(4)「事業開始」段階
・この段階は、本格的に事業を立ち上げるための極めて短い期間。ただ、どのようなスタンスで事業を立ち上げるかが、その企業の将来のポテンシャルを決める重要な時期でもある。
・ある1事業について、「試行」段階でのトライアンドエラーを繰り返して構築してきた事業システム、管理システム両面の「システム化」を受けて、事業を一気に立ち上げる。これまで同企業がネットワーク化してきたすべての人材、取引先などとの関係をフォーマル化して、本格的に動き出す。ただ、さまざまな問題が発生してくるため、それらへの修正を逐次かけながら動かしていく。極めて緊張感に満ちた時期。
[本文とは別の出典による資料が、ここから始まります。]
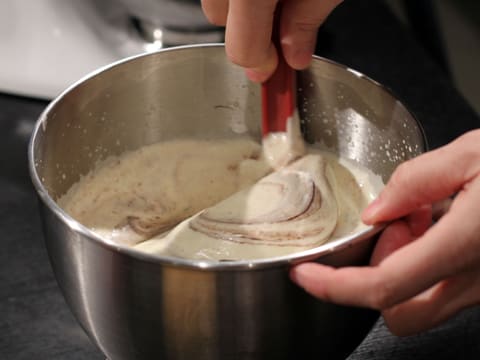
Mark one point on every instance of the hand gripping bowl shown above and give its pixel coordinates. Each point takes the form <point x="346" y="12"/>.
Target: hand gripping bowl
<point x="138" y="306"/>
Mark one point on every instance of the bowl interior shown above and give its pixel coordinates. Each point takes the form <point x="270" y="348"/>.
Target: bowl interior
<point x="195" y="92"/>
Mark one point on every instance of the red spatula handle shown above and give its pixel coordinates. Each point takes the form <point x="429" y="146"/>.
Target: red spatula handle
<point x="279" y="91"/>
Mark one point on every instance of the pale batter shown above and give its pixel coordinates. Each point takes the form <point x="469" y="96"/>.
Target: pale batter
<point x="137" y="198"/>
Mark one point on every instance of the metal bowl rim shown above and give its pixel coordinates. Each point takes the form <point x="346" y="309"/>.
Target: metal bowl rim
<point x="281" y="261"/>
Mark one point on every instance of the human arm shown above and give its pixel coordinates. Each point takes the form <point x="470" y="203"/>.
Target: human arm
<point x="419" y="276"/>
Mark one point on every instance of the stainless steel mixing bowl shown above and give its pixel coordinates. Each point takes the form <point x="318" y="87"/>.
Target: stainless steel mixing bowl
<point x="138" y="306"/>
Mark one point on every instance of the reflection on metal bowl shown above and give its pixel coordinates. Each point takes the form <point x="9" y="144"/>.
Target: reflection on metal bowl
<point x="137" y="306"/>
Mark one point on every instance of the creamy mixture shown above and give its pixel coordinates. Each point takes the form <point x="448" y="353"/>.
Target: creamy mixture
<point x="221" y="200"/>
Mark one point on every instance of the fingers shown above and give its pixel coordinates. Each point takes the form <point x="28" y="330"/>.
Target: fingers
<point x="248" y="37"/>
<point x="395" y="236"/>
<point x="435" y="305"/>
<point x="426" y="179"/>
<point x="449" y="247"/>
<point x="249" y="31"/>
<point x="300" y="23"/>
<point x="216" y="11"/>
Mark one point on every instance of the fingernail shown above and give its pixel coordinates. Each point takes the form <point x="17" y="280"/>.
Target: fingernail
<point x="370" y="213"/>
<point x="298" y="57"/>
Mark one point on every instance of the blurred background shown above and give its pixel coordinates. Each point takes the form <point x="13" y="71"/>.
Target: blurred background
<point x="456" y="45"/>
<point x="48" y="44"/>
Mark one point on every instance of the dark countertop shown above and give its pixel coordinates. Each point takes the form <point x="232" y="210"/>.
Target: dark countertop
<point x="35" y="322"/>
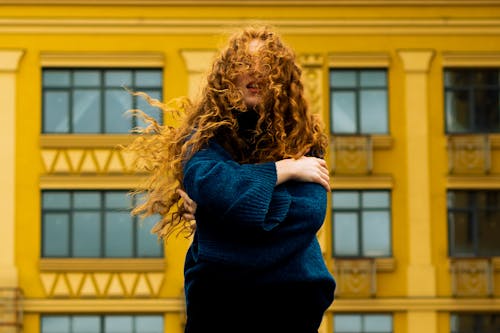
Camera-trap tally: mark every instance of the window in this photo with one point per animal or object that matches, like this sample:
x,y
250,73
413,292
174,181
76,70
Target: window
x,y
358,101
102,324
95,224
361,223
361,323
474,223
475,323
472,100
95,100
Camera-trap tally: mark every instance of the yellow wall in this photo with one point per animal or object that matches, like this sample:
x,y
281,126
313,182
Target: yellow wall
x,y
414,38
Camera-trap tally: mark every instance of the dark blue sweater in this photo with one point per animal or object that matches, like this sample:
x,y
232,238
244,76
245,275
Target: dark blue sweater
x,y
251,232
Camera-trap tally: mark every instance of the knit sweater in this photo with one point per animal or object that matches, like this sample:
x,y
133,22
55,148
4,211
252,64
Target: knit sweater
x,y
251,232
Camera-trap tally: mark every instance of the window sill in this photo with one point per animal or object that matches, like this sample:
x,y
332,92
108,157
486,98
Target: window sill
x,y
101,265
383,265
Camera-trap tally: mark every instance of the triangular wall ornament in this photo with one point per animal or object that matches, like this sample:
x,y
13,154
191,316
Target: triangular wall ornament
x,y
102,158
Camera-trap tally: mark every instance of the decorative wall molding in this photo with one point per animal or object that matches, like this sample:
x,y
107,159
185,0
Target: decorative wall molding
x,y
334,26
101,265
250,3
415,304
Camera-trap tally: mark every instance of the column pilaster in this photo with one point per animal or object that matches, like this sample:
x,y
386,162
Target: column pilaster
x,y
9,62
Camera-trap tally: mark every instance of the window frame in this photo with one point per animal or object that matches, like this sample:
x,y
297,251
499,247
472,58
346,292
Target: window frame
x,y
102,88
473,212
470,89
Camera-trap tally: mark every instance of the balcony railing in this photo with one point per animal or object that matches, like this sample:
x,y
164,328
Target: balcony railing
x,y
11,310
472,277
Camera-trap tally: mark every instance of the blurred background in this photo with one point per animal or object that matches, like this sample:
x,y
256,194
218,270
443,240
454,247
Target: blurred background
x,y
409,91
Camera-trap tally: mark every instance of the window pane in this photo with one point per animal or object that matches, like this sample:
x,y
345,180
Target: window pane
x,y
119,239
148,244
345,199
373,78
56,78
376,234
56,235
55,324
118,324
56,200
86,234
117,200
117,103
118,78
87,78
345,233
376,200
86,324
462,234
87,111
149,324
457,111
344,112
347,324
56,112
343,79
86,200
373,111
148,78
378,323
486,105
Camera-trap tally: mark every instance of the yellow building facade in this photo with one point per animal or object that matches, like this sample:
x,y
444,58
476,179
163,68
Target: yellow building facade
x,y
418,282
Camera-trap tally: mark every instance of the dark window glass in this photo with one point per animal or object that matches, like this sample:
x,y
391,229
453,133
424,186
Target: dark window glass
x,y
362,323
474,223
472,100
102,324
361,223
358,101
95,224
95,100
475,323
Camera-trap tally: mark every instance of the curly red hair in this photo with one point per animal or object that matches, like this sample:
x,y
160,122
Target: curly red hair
x,y
284,128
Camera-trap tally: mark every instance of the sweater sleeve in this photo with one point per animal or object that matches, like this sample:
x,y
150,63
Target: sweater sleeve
x,y
244,194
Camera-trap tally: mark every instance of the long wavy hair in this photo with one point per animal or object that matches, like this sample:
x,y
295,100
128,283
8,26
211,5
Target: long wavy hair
x,y
281,124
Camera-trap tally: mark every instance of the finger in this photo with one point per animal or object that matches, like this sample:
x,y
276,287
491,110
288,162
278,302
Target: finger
x,y
184,196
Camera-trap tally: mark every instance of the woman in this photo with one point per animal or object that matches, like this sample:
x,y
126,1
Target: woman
x,y
249,156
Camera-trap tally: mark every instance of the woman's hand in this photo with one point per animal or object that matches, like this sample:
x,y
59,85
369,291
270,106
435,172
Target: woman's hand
x,y
304,169
189,205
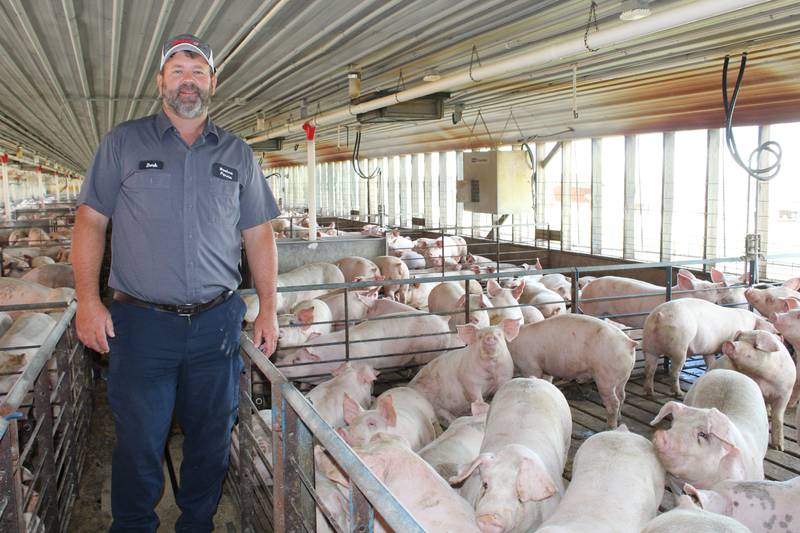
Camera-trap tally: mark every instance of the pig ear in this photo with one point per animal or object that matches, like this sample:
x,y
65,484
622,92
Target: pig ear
x,y
386,410
669,408
493,288
467,333
341,369
789,304
510,328
305,316
367,374
328,467
699,497
467,469
516,292
793,284
351,409
533,482
728,348
767,342
368,299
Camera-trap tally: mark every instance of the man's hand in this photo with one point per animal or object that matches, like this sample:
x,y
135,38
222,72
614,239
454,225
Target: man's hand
x,y
93,322
265,332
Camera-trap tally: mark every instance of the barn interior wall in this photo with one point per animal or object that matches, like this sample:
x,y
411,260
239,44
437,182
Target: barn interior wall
x,y
652,197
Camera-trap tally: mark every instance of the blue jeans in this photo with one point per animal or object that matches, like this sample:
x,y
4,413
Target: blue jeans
x,y
162,362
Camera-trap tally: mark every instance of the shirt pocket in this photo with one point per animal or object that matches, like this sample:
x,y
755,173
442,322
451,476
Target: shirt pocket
x,y
150,192
224,197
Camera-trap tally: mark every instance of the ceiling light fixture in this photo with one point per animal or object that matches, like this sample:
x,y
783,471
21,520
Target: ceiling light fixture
x,y
635,10
431,75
・人材的にも、各業務経験者を要所に配置しておき、その連携についてもスムーズにいくような手はずを取る必要がある。
・「事業開始」のためには、相当の資金が必要。建物・装置などの設置設備、サンプル品や在庫、売掛金などの運転資金に加え、先行的な採用による人件費などが発生。顧客からのクレームや検収待ちによる追加資金など、当初予定以上の資金が必要となるため、余裕資金の用意が不可欠。
・したがって、本格的なVCからの資金調達が必要で、事業計画書を基にしたVCとの信頼の中で進めることが肝要。また、事業展開を一気に拡大させるために、戦略的に事業投資家からの出資をあおぐことも視野に入ってくる。
・クリティカルな時期であるため、管理体制については、タイムリーな運用体制が求められる。業務、資金繰りなどの状況をリアルタイムに把握するとともに、迅速な意思決定が出来るシステムの構築が求められる。その一方で外部からの支援を得るために、オープンな体制を構築することが必要。
・経営者には、このような状況をリードできるリーダーシップと、冷静な判断力、体力が求められる。